A panel of the Court of Appeals reversed a Lake County case arising from a property damage accident in which damages awarded after a bench trial were less than $3,000. But the judge in the case erroneously ruled a plaintiff’s motion for change of judge untimely. The panel remanded Amy Palmer v. Margaret Sales and Unique Insurance Company, 45A03-1302-SC-31, ordered a change of judge and implementation of procedures for choosing a new judge, and ordered the case moved to the plenary docket.
Judge Terry Crone wrote the majority opinion joined by Judge Patricia Riley that found the law improperly applied and perhaps improperly formulated.
“We agree that the small claims court erred by finding that (Palmer’s) request for a change of judge was untimely. The small claims court had relied on McClure v. Cooper, 893 N.E.2d 337 (Ind. Ct. App. 2008). We disagree with the majority opinion in McClure, which gives the defendant only three days after receiving the notice of claim to request a change of judge. In any event, McClure is distinguishable because the notice of claim sent to Palmer did not properly notify her of the trial date.”
The majority sided with Judge James Kirsch’s dissent in McClure, in which he found that Trial Rule 76(C)(5) should govern the amount of time a litigant has to ask for a change in judge.
Judge Mark Bailey concurred in part and dissented in part, finding that Palmer properly moved for a jury trial but was denied, so the matter should be moved to the plenary docket as the majority did. But Bailey wrote that the panel shouldn’t have reached the change of judge question, and he noted that since Palmer acknowledged liability, the only question for the court should be damages.
“In recognition of our judicial role and as a matter of policy, it seems wise to me not to reach matters beyond those necessary for resolution of a case. Because we can resolve this appeal without disturbing existing precedent, based upon the trial court’s erroneous denial of a jury trial, we ought not to address McClure,” Bailey wrote, noting the rule of stare decisis stands for the proposition of not disturbing findings of the same court absent urgent reasons or clear error.
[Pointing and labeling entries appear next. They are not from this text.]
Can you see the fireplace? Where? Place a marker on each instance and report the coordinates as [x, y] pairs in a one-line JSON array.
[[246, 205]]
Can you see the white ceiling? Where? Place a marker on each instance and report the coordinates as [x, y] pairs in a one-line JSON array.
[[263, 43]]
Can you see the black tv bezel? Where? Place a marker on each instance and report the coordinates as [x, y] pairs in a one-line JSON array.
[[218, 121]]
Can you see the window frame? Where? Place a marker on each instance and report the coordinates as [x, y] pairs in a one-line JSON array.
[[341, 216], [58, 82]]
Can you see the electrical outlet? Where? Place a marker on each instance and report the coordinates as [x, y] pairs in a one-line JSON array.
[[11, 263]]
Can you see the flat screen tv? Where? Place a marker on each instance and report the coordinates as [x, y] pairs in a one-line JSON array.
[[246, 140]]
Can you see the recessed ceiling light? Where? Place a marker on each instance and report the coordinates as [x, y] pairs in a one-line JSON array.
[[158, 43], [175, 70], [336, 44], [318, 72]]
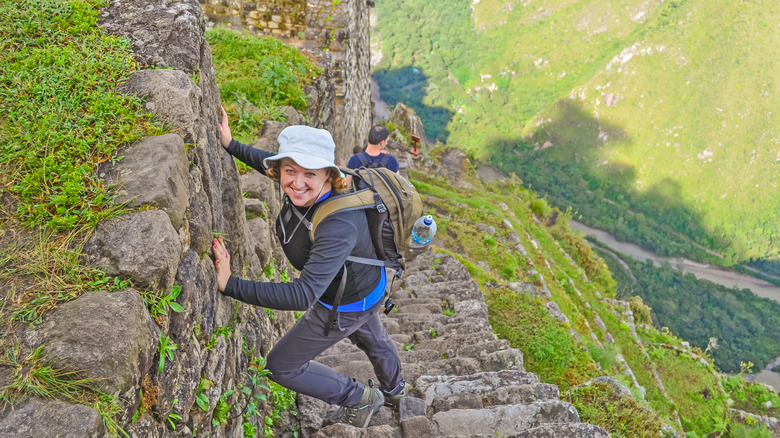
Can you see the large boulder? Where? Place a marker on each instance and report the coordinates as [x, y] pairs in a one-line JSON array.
[[141, 246], [38, 418], [107, 336], [169, 94], [153, 171], [164, 34]]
“(U)pon reflection, I agree that McClure may have been wrongly decided, though I reach that conclusion on a different basis from the majority. Simply put, even though the opinion I authored in McClure narrowly construed the time limits in Trial Rules 76(B) and (C) (providing for change of judge as a matter of right and without cause), on reflection I do not think the provisions of those rules properly apply in the small claims dockets of our state. Therefore, I think McClure likely reached the wrong conclusion,” Bailey wrote.